Komitmen Jokowi untuk dalam pembangunan SDM ini juga terlihat dari alokasi anggaran dalam APBN, alokasi anggaran pendidikan tahun 2019 adalah 20% dari APBN, yaitu sebesar Rp 492,5 triliun, yang mengalami peningkatan besar dibandingkan APBN sebelumnya tahun 2018, yaitu sebesar Rp147,56 triliun.

Rangkaian apa yang akan dilakukan Presiden Jokowi ini merupakan impian setiap keluarga yang ada di Indonesia dan cita-cita anak bangsa Indonesia, menjadi manusia yang berkualitas. Jokowi telah menuliskan impiannya ini untuk dilanjutkan kepada pemimpin-pemimpin bangsa, ia menuliskan impiannya di Merauke pada tahun 2015, “sumber daya manusia Indonesia yang kecerdasannya mengungguli bangsa-bangsa lain di dunia.” Juga dalam program-program yang diunggulkan semasa kampanye pemilihan presiden, Jokowi terus menekankan usaha untuk melakukan pembangunan SDM.

Namun memang tidak cukup Jokowi sendiri untuk mewujudkannya, perlu secara bersama-sama seluruh komponen bangsa bersatu mengerjakan pembangunan SDM bangsa Indonesia. Dan memang yang melandasi akan hal ini adalah adanya budaya produktivitas, kedisiplinan, dan kerja keras.

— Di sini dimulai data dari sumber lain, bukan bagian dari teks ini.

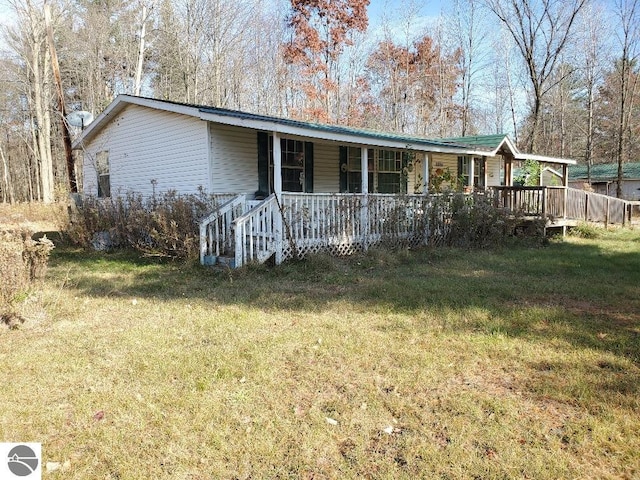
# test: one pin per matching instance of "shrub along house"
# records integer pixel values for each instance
(286, 187)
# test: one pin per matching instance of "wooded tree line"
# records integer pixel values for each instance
(560, 76)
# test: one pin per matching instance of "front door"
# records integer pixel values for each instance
(296, 165)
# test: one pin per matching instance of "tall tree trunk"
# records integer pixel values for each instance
(143, 29)
(7, 190)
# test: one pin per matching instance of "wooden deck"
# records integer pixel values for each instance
(563, 206)
(296, 224)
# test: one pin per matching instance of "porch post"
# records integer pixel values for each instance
(508, 170)
(364, 211)
(425, 173)
(484, 173)
(277, 190)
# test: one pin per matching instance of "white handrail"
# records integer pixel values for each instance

Saya ingat pengalaman dengan Profesor Yohanes Surya yang mendidik seorang anak Papua untuk bisa mahir mengerjakan soal-soal pelajaran sekolah. Usaha pertama yang dilakukan bukan memberikan soal-soal untuk dikerjakan, namun keyakinan diri bahwa dia bisa, dan kedisiplinan untuk duduk belajar, hingga anak Papua yang sempat tidak naik kelas beberapa kali justru menjadi juara setelah budayanya berubah.

Kita optimis Indonesia maju akan dapat diraih dengan kedisplinan dan kerja keras.